For Ohio merchants, the bottom line is straightforward: by mid-2026 you will see honest pricing math on every MCA offer under $250,000, and the comparison-shopping calculus that has been broken in commercial financing for two decades will finally start to function.

Frequently asked questions

What is Ohio SB 232?
Ohio Senate Bill 232 is the Ohio Commercial Financing Disclosure Act, introduced in May 2025 by Senators Lehner and Antonio. The bill was passed by the Ohio Senate in October 2025 and the Ohio House in November 2025, and signed by Governor DeWine on December 18, 2025. It takes effect July 1, 2026 for new commercial financing transactions and requires standardized disclosures from providers and brokers of commercial financing under $750,000 to Ohio recipients.
Which products does SB 232 cover?
SB 232 covers sales-based financing (which captures MCAs and revenue-based financing), closed-end commercial loans, open-end commercial credit plans, factoring, and commercial lease financing. Real-estate-secured transactions, true equipment leases, and credit to financial institutions are excluded. The dollar threshold is $750,000 — higher than California's $500,000 but lower than New York's $2.5 million.
Does SB 232 require APR disclosure on MCAs in Ohio?

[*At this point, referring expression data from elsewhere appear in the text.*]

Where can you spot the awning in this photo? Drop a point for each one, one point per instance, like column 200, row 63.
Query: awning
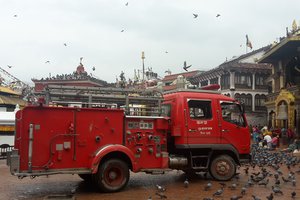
column 7, row 90
column 11, row 100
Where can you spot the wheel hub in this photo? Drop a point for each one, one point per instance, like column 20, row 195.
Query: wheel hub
column 112, row 175
column 222, row 168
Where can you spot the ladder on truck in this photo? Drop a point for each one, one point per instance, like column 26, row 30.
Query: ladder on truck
column 139, row 102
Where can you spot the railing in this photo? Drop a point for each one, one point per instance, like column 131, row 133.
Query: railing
column 4, row 150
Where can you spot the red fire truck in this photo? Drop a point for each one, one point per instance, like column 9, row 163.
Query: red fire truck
column 189, row 130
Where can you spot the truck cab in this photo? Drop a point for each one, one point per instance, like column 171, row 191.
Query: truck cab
column 209, row 129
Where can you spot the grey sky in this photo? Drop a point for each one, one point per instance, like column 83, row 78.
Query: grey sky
column 92, row 30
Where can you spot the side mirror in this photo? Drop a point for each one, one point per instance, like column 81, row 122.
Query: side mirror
column 242, row 108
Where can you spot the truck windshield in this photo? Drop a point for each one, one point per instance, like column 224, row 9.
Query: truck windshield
column 166, row 110
column 232, row 112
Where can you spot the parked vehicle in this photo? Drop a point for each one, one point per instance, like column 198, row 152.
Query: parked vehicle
column 189, row 130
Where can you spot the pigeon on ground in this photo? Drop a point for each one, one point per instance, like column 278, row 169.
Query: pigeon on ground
column 160, row 188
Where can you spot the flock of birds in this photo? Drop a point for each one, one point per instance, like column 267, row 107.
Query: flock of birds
column 275, row 171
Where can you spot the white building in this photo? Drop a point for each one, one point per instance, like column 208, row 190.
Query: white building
column 242, row 78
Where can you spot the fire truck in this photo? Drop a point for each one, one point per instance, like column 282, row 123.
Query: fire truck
column 116, row 131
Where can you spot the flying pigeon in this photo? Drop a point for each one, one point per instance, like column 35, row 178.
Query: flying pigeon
column 185, row 67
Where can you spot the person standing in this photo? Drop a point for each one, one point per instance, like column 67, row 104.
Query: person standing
column 290, row 136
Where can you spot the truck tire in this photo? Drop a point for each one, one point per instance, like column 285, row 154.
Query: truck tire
column 112, row 175
column 222, row 168
column 86, row 177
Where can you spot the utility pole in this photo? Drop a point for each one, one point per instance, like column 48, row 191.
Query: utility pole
column 143, row 58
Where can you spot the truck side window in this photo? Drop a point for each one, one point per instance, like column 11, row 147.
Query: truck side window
column 231, row 112
column 166, row 110
column 200, row 109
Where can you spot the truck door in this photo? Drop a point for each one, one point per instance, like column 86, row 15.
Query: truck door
column 234, row 129
column 201, row 123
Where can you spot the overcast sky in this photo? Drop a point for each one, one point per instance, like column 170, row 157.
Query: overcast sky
column 33, row 32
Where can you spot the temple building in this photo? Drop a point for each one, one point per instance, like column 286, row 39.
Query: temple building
column 78, row 78
column 179, row 80
column 242, row 78
column 283, row 102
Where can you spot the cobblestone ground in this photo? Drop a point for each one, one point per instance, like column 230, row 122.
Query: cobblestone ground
column 141, row 186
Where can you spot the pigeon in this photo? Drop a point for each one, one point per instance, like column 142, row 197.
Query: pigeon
column 294, row 182
column 186, row 183
column 208, row 198
column 255, row 197
column 263, row 182
column 218, row 192
column 277, row 190
column 285, row 180
column 233, row 186
column 162, row 196
column 270, row 197
column 185, row 67
column 243, row 190
column 246, row 170
column 160, row 188
column 208, row 186
column 73, row 191
column 235, row 197
column 223, row 184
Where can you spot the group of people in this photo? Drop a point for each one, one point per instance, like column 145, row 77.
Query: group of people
column 269, row 138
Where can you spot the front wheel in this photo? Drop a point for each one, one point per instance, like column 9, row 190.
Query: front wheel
column 222, row 168
column 112, row 175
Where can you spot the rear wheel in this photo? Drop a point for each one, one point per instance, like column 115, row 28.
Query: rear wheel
column 112, row 175
column 222, row 168
column 86, row 177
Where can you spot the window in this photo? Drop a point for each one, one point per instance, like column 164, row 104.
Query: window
column 232, row 113
column 166, row 110
column 200, row 109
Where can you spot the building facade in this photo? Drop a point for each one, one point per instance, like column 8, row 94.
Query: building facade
column 283, row 102
column 78, row 78
column 242, row 78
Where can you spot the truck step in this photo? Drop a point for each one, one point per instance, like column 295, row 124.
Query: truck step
column 155, row 171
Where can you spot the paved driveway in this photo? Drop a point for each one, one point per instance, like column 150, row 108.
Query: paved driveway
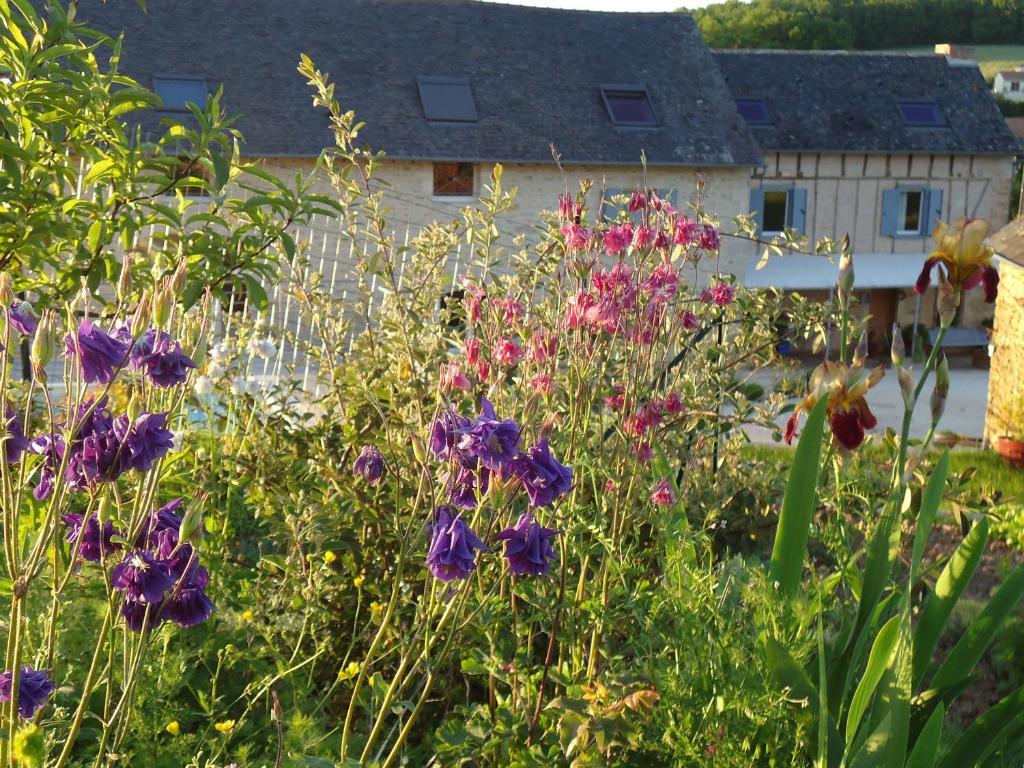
column 965, row 414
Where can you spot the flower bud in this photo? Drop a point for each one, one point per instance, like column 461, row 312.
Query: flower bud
column 45, row 341
column 134, row 410
column 905, row 379
column 898, row 351
column 844, row 285
column 948, row 303
column 103, row 510
column 941, row 390
column 163, row 304
column 140, row 321
column 6, row 293
column 860, row 352
column 124, row 281
column 190, row 528
column 178, row 279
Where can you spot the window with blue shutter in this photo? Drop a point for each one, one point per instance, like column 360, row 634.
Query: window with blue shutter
column 910, row 211
column 776, row 208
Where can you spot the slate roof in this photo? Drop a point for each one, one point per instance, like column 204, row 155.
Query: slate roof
column 838, row 101
column 536, row 75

Yes, but with a wrinkle. For sales-based financing under $250,000, providers must disclose an estimated APR calculated under methodology to be specified by Ohio Department of Commerce rules. For sales-based financing between $250,000 and $750,000, providers must disclose total cost of capital but the estimated APR is optional at the provider's election. The split-threshold structure is unique among state CFDLs and reflects compromise during the legislative session.
Who enforces SB 232?
The Ohio Department of Commerce, Division of Financial Institutions, has primary enforcement authority. The bill authorizes administrative penalties up to $2,500 per violation, with each non-compliant offer treated as a separate violation. Repeat offenders may face license suspension if the funder holds an Ohio small-loan license. There is no private right of action in the original SB 232 text, though several legislators have introduced a 2026 amendment to add one.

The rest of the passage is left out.